Lancé dans la quête du crédible, Miguel Sapochnik positionne sa caméra à hauteur d’homme. Si le metteur en scène s’octroie quelques coupes vertigineuses, suivant le parcours d’une flèche de la décoche à la mort qu’elle occasionne, joint entre deux séquences barbares, ce n’est que pour mieux resituer l’action et informer l’audience du mouvement global. La variable humaine est autrement importante à Battle of the Bastards, qui franchit une étape paroxystique par la voie du plan-séquence terre-à-terre, collé à un Jon Snow avalé par le conflit armé. Autant boule de fureur – Ramsay Bolton, son opposant, vient de tuer son frère sous ses yeux – que soldat égaré dans l’enfer de la guerre, le futur Roi du Nord fait danser son épée au gré des hasards, surpris par une pluie de flèches, manquant de percuter une monture adverse ou de périr d’un malheureux coup de hache.

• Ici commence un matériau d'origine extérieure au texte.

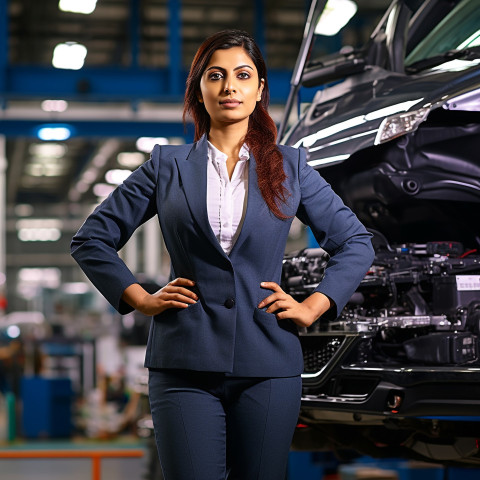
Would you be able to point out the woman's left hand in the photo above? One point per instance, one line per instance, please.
(285, 306)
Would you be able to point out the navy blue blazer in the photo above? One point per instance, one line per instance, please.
(224, 331)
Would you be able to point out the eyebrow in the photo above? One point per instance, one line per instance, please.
(223, 69)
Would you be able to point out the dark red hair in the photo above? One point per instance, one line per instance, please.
(262, 132)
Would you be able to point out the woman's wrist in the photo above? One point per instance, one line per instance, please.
(318, 303)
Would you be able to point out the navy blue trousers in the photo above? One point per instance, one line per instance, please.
(209, 426)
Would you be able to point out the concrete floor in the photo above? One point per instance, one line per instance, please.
(71, 469)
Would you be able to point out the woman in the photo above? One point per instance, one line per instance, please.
(223, 349)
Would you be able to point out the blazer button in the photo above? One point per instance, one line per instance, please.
(229, 302)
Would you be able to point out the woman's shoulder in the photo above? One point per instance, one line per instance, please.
(165, 151)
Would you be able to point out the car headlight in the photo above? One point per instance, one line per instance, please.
(398, 125)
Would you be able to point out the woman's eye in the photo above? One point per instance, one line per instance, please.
(215, 76)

La dextérité de Jon, prouvée lors des saisons précédentes, paraîtrait presque futile tant l’événement gagne une proportion dantesque, faisant de chaque mouvement un piège à contourner. La caméra suit la chorégraphie avec une habilité remarquable, sursaute en simultané, retranscrivant formidablement la valse désespérée du bâtard de Winterfell par-delà les embûches.
La lumière s’évanouit. Les rares éclaircies qui illuminaient le front se dissipent, comme si les éclats de sang avaient recouvert le ciel en même temps que le protagoniste. Dans l’alternance entre la lisibilité du plan-séquence et l’enchaînement tonitruant d’images, le champ de vision se bouche, obstrué par les forces ennemies et l’empilement de macchabées. Selon ses principes, appliqués dès l’épisode pilote, Game of Thrones n’épargne son spectateur et lui plonge la face dans un ballet mortuaire inédit. L’hémoglobine, la boue et la sueur, matière crasse omniprésente, recouvrent tout. Les soldats eux-mêmes ont perdu leur couleur, la peau badigeonnée des substances environnantes. Il n’y a alors plus de camps, plus d’armures, plus d’individus. Seulement un gigantesque amas de cadavres, d’hommes broyés, recrachés, miraculeusement sauvés. Les héros du Seigneur des anneaux n’y auraient pas survécu.